Three things make this companion post worth its own summary even if you've watched the video. First, the Dockerfile + docker run block is verbatim and copy-pasteable, including the security flags (--cap-drop=ALL, --security-opt=no-new-privileges) and the mount of ~/.claude for auth. Second, the data-governance section is more developed than in the talk: the explicit API-vs-subscription distinction (paid API calls are contractually not trained on; Pro/Max subscriptions may be), the Bedrock-as-HIPAA-pathway note, and the four-tier privacy hierarchy are all written-form only. Third, the Duncan Idaho section is no longer a live demo but a clean architectural sketch: container + Telegram + Slack + mounted database (read-only) + mounted Dropbox + paper pipeline + teaching files. The pointer to Apoorva Lal's "krabs-the-clawdbot" walkthrough turns this into a reproducible recipe.

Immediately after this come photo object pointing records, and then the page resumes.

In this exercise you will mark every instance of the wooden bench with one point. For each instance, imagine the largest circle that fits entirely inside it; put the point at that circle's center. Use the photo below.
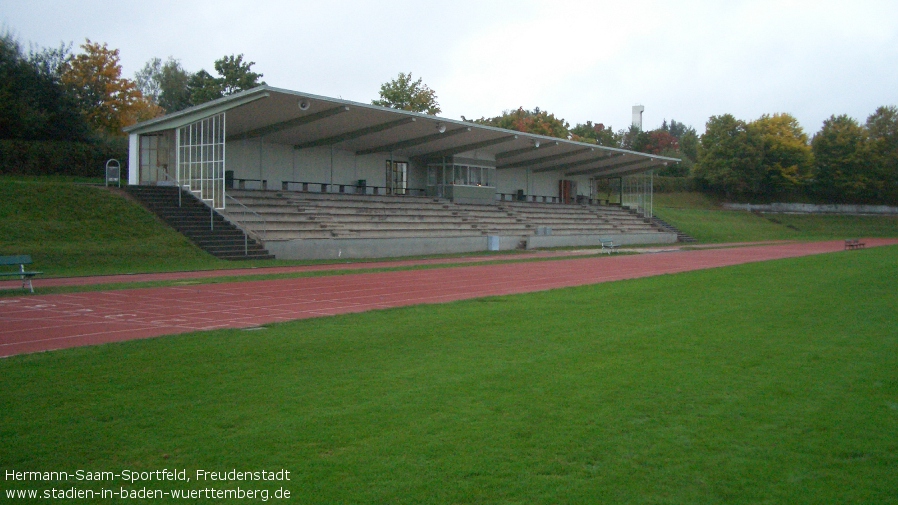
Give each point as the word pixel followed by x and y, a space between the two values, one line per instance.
pixel 853 243
pixel 21 260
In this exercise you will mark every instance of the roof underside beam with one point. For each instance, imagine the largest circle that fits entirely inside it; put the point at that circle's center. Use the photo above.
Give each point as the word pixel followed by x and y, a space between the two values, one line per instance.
pixel 626 169
pixel 608 164
pixel 546 159
pixel 343 137
pixel 293 123
pixel 518 152
pixel 470 147
pixel 414 142
pixel 594 161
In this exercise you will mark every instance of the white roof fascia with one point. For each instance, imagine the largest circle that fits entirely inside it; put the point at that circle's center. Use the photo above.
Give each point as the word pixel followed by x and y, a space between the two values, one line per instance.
pixel 193 114
pixel 197 113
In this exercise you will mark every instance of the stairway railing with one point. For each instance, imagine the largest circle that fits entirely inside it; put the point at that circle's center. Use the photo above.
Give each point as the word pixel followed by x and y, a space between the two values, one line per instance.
pixel 240 225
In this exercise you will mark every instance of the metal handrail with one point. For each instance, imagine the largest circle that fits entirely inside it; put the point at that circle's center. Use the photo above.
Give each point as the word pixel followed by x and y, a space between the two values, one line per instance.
pixel 246 231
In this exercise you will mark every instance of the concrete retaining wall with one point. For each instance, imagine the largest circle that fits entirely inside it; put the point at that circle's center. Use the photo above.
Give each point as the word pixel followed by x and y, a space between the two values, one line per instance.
pixel 807 208
pixel 357 248
pixel 623 239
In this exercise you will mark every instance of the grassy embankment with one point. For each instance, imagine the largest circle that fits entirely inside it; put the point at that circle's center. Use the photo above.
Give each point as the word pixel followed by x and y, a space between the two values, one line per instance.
pixel 701 216
pixel 771 382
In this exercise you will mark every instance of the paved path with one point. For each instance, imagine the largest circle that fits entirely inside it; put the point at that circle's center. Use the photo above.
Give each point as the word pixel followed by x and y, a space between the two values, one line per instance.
pixel 97 280
pixel 46 322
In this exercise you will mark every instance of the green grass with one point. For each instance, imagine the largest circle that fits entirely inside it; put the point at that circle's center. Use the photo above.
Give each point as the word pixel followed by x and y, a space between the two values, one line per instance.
pixel 771 382
pixel 700 216
pixel 71 229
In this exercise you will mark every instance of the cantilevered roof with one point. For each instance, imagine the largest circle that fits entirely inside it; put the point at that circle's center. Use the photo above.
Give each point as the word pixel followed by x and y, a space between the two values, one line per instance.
pixel 306 121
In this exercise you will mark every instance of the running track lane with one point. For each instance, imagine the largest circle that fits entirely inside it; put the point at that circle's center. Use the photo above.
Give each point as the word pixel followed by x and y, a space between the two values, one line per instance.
pixel 42 323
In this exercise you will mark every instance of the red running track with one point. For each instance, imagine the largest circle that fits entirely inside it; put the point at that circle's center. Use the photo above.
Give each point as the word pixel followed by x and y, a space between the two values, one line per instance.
pixel 42 323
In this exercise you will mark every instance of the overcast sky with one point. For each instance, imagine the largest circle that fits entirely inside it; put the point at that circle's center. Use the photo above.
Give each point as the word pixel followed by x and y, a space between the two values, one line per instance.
pixel 580 60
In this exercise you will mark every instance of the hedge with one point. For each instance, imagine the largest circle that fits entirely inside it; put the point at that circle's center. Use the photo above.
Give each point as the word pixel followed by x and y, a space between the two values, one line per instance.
pixel 57 157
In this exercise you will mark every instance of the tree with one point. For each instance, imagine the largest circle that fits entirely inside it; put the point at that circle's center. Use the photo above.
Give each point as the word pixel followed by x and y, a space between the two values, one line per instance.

The closing footnote on Duncan Idaho — ghola persistence in the Dune universe as a metaphor for an agent re-instantiated session after session with preserved memory — is a quietly excellent piece of agent-design framing.

  • Relevance to Economics Research

For empirical economists this is the canonical defensive checklist: minimize mounts, sandbox the environment, filter PII, and for restricted data (Census micro, HIPAA-covered health data, proprietary trading data) use a local model — not a remote API behind a sandbox. The Bedrock pathway is a genuinely useful concrete option for academic researchers who need Anthropic-quality models on data that cannot leave a HIPAA-compliant boundary. The API-vs-subscription distinction is non-obvious and matters for any researcher who uses Claude on identifiable data: API calls (per-token) have a contractual no-training guarantee that Pro/Max ($20/100/200 per month) subscriptions do not. For coauthors building shared agent infrastructure, the Slack-bot pattern (Duncan + Slack) is a concrete recipe for giving an entire research team access to an agent that has read-only access to project data and writable access to a shared output folder.